Il ponte a tre campate, secondo Giovannini, ha dei vantaggi: si può fare più lungo, costerebbe meno e sarebbe meno esposto al vento. Nel secolo scorso l’idea fu scartata perché i due piloni andrebbero piantati sul fondo del mare che nello Stretto è molto profondo e presenta incognite geologiche: faglie sismiche e fondale ghiaioso le principali. Entro giugno prossimo approfonditi studi geologici dovrebbero dare un responso sulla fattibilità che quasi tutti i geologi già considerano un’ipotesi remota.
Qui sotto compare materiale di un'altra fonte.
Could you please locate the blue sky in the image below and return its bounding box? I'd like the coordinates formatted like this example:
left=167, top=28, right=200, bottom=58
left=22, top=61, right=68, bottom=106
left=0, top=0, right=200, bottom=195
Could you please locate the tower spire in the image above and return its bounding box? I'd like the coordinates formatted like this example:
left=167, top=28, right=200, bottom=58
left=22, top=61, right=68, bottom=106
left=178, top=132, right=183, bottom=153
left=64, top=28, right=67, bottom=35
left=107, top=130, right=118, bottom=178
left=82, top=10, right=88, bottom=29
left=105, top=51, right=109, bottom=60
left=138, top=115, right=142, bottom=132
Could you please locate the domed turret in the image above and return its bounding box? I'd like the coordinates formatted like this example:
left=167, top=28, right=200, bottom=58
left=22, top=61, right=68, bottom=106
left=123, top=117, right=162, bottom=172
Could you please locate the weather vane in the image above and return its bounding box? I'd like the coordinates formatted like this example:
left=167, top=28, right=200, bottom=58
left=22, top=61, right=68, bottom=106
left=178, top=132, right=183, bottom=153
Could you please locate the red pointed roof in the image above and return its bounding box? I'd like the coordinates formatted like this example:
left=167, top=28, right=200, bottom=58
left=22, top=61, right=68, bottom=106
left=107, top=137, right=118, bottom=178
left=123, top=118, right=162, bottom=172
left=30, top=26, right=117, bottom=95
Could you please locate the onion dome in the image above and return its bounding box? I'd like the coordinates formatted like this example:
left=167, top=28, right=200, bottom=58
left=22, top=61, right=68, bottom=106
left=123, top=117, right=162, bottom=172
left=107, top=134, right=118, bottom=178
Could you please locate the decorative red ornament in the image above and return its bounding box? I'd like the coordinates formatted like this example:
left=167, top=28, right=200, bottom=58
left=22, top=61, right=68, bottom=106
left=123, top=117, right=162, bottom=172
Si tornerà quindi al ponte a una sola campata, il cui progetto è però da buttare. Giovannini nota che non è mai stato completato l’iter autorizzatorio, che il progetto andrebbe aggiornato alle nuove norme europee, che nel 2013 l’apposita commissione ha ritenuto "di non poter esprimere parere sulla compatibilità ambientale del progetto", tali e tante erano le anomalie: delle 25 richieste di modifica del progetto solo 6 erano state ottemperate. «Con un giudizio così», ha detto Giovannini, «la richiesta di fondi Pnrr sarebbe stata difficilmente argomentabile». Comunque il ministro ha detto che il rapporto contrattuale con Webuild è “caducato” e che per far tornare in campo la società di Pietro Salini (partecipata dalla Cassa depositi e prestiti) servirebbe una legge.

A questa raffica di notizie non nuove Giovannini ha fatto seguire una rassicurazione: «Non è vero che il governo ritiene questa un’opera inutile». Adesso spenderà 50 milioni per dirci se è fattibile.